Until the next time. Because in truth the reason why Our Party wouldn’t treat Warren Beatty or Michael Moore or Kanye West as if they were qualified candidates is because we don’t want to. If we start changing that, it changes. It’s foolish to think that Our Party is invulnerable. It is vulnerable to the same sorts of stresses that have broken the Other Party, and it is vulnerable to other stresses that I don’t know anything about. We could turn on our leaders as untrustworthy and then struggle to replace them for any of a variety of reasons, and then throw up our cultural hands in disgust and fall prey to an outsider. We could provide electoral incentives for our leadership to work against each other, rather than with each other. We could reject compromise as selling out and then fracture into competing interests. We could cultivate anger and fear for short-term political gain and then be unable to let go of the tiger’s tail. We could do something I can’t even imagine now, under stresses that don’t yet exist—millions of climate change refugees, the collapse of the international financial system, another economic depression, cultural disruption of one kind or another.

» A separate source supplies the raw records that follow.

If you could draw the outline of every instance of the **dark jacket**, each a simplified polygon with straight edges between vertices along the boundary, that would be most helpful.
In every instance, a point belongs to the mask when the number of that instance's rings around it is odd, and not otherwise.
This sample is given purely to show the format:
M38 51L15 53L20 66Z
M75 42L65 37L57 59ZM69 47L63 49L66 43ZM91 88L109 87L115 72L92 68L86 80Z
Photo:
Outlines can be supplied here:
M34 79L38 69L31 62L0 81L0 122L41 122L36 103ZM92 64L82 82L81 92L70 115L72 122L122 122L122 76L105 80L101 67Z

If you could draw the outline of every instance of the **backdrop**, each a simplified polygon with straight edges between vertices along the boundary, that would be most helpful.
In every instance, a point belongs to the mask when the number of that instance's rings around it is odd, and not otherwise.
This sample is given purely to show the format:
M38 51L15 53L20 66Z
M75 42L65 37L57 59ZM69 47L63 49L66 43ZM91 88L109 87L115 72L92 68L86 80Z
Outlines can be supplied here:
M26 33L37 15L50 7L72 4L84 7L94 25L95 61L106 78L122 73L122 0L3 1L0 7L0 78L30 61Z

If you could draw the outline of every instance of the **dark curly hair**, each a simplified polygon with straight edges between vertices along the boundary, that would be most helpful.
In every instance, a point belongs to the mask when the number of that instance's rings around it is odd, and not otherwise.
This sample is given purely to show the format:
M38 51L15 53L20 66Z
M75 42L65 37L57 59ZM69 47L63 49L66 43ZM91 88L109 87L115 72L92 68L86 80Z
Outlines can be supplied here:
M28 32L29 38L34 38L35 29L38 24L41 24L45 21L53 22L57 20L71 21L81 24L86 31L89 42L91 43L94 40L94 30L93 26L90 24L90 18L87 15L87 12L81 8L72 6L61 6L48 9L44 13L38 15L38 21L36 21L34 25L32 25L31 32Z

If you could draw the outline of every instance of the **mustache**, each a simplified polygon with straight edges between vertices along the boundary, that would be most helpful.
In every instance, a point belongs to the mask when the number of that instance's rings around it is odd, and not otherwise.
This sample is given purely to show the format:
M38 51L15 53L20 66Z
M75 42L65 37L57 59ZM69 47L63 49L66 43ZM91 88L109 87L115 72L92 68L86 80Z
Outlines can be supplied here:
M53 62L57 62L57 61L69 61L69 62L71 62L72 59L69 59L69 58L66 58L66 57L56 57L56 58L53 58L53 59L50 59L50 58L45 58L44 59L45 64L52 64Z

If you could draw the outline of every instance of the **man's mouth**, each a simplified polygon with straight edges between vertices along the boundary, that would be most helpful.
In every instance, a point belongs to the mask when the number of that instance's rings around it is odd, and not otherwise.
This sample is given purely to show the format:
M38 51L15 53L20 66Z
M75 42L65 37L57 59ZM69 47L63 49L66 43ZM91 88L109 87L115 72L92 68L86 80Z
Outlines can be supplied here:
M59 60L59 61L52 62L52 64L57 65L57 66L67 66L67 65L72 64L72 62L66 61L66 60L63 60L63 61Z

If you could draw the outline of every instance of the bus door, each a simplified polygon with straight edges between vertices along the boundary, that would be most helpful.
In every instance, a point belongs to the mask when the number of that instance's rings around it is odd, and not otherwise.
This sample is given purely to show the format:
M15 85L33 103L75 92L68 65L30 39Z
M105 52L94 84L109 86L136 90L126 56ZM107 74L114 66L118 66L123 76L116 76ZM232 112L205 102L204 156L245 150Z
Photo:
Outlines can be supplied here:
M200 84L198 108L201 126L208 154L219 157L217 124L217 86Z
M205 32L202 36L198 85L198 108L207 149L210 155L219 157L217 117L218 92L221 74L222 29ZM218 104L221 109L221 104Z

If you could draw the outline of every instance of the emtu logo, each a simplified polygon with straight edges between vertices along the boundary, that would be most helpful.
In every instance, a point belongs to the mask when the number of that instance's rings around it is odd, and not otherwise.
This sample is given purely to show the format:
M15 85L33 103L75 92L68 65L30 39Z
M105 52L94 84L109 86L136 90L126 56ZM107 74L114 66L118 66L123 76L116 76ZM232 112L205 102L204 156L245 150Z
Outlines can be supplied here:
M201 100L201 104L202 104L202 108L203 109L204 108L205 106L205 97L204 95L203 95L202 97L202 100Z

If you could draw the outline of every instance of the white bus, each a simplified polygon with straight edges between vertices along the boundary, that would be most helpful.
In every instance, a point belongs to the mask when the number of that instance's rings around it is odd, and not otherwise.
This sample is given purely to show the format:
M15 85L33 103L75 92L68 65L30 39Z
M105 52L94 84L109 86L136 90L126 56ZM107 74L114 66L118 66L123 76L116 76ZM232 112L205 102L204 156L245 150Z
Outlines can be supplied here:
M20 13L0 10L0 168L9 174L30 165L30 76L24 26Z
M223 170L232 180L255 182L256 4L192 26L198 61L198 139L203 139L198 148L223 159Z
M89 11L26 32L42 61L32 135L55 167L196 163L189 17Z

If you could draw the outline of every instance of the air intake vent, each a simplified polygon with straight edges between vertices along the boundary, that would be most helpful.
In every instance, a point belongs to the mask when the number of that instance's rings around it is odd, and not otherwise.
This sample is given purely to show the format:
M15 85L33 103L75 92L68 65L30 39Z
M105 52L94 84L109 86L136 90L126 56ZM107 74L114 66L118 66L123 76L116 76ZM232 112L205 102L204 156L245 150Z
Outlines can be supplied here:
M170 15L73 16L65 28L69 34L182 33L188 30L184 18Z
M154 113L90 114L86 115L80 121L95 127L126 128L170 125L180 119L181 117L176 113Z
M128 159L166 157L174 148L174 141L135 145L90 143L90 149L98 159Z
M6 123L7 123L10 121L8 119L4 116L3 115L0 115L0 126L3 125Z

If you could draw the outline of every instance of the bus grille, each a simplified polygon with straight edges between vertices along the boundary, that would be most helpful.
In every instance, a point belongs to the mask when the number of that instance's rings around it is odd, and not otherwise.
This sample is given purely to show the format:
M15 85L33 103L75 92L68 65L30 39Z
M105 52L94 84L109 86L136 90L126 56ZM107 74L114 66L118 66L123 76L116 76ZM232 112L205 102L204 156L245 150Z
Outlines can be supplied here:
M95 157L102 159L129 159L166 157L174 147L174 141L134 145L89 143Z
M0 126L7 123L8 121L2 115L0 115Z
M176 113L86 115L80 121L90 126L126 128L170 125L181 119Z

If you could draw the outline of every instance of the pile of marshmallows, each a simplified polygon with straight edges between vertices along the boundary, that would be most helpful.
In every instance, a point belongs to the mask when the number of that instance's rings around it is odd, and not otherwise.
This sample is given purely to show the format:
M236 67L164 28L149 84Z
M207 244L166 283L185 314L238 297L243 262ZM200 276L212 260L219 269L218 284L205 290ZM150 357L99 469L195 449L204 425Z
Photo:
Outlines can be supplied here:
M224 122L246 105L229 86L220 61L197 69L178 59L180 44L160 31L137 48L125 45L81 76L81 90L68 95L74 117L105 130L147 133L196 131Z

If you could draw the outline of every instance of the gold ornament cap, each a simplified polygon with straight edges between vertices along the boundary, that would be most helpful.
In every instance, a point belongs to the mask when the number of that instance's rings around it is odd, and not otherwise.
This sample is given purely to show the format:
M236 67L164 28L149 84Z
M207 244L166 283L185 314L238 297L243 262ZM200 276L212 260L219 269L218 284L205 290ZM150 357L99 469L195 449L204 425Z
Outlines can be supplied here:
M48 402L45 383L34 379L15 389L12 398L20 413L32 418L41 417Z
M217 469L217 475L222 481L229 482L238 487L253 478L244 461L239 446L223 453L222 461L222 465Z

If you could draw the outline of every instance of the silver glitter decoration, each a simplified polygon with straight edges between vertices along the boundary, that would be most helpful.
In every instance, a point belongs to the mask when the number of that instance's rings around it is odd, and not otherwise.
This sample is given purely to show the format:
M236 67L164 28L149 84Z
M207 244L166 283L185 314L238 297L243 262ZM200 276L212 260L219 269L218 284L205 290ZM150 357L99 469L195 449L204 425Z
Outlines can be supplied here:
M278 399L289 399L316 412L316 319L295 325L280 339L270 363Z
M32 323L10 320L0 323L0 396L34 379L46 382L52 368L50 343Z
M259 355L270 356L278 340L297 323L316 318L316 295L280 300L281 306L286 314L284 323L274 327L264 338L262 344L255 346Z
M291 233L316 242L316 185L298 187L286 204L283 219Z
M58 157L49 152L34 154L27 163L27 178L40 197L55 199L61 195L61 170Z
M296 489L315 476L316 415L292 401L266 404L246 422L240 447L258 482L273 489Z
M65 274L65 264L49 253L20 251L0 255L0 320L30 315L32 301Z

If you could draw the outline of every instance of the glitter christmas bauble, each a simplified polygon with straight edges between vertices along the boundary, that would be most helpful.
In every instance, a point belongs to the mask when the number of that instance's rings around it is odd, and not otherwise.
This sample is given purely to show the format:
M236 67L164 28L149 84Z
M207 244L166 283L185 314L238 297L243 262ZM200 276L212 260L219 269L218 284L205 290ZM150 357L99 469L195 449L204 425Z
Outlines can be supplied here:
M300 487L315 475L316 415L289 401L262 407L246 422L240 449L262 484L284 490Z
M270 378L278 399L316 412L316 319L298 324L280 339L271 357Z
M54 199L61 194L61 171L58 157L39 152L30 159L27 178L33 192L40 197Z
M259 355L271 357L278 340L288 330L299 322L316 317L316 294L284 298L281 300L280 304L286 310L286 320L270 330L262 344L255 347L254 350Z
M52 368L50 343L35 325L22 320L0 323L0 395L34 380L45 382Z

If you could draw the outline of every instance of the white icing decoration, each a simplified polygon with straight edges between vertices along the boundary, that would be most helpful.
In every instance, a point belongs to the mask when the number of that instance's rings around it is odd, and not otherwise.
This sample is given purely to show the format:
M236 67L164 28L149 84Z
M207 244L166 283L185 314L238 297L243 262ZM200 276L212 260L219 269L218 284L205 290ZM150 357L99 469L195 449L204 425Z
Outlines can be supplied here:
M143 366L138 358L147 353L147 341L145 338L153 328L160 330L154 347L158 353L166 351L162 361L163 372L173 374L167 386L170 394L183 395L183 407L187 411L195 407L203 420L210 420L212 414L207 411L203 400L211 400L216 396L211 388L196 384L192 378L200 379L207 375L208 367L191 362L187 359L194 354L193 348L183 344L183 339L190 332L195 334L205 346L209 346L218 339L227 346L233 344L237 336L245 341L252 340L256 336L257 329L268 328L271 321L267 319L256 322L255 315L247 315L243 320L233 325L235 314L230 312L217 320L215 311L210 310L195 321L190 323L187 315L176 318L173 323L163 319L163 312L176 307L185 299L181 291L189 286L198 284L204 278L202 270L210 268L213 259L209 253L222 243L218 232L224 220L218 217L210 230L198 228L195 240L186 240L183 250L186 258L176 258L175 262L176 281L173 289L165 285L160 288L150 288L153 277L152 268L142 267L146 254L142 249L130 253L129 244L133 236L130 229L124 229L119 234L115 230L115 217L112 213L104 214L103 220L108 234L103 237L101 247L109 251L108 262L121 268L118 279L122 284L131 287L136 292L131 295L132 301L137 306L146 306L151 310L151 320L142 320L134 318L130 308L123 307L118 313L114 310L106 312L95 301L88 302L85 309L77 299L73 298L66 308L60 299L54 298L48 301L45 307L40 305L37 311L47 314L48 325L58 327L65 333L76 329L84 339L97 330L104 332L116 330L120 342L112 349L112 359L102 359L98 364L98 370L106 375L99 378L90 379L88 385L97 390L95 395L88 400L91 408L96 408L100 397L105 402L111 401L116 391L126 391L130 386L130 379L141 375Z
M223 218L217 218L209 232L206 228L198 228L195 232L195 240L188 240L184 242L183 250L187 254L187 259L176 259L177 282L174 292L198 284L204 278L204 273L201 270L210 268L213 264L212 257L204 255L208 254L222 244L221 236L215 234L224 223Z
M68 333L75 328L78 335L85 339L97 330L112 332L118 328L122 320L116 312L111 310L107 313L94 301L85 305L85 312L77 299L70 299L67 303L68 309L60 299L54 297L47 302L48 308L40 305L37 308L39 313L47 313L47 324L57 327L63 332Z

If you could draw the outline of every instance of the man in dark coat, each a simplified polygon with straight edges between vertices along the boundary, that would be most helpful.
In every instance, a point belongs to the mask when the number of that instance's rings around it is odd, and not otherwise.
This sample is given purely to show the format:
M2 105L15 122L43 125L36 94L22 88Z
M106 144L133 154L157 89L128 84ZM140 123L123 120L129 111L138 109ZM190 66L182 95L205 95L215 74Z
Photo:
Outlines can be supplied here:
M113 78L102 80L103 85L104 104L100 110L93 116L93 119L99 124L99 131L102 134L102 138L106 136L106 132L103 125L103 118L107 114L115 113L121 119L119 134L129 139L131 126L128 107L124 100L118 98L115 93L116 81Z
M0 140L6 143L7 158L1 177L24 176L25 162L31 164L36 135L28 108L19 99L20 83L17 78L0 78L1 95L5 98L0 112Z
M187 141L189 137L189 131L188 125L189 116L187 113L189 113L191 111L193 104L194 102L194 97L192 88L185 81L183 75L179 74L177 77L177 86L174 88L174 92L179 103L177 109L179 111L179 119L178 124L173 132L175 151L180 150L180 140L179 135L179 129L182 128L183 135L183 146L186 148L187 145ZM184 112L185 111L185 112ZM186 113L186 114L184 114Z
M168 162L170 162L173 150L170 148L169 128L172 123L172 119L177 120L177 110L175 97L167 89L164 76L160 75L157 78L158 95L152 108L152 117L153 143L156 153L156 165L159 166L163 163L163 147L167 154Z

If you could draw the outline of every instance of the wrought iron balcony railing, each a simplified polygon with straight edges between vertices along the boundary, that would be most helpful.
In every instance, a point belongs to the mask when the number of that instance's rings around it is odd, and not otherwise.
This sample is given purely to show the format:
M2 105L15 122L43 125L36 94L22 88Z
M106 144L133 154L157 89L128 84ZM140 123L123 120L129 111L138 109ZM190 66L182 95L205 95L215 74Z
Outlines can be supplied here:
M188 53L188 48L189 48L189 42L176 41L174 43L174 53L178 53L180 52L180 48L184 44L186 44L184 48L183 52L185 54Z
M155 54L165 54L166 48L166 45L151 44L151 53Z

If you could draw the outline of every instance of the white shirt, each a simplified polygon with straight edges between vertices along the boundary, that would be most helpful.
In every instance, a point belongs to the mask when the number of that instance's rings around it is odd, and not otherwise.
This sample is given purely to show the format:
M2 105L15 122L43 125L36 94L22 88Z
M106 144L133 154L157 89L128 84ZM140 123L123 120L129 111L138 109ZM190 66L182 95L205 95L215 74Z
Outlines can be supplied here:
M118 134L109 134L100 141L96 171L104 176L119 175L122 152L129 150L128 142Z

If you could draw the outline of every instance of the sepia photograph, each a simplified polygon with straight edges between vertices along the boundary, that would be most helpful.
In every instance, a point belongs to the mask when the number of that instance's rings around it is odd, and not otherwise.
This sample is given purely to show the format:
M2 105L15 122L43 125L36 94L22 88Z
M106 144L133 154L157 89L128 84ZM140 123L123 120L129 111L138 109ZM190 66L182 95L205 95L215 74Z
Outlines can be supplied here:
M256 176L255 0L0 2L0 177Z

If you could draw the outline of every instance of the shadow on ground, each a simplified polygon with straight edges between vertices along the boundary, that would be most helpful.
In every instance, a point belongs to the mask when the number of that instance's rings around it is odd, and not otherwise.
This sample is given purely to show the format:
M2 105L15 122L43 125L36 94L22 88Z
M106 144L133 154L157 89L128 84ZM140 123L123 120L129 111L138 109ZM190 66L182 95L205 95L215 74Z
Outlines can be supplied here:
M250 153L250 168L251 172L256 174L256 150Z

In other words, it’s not because My Party is filled with people who are fundamentally ontologically and morally different from the people in the Other Party. There are real cultural and ideological differences between the tribes, yes. And if we don’t want to be a broken Party that lets itself be hijacked by an abhorrent and uncontrollable maniac, we need to look to that culture and ideology, and see that it doesn’t take us there.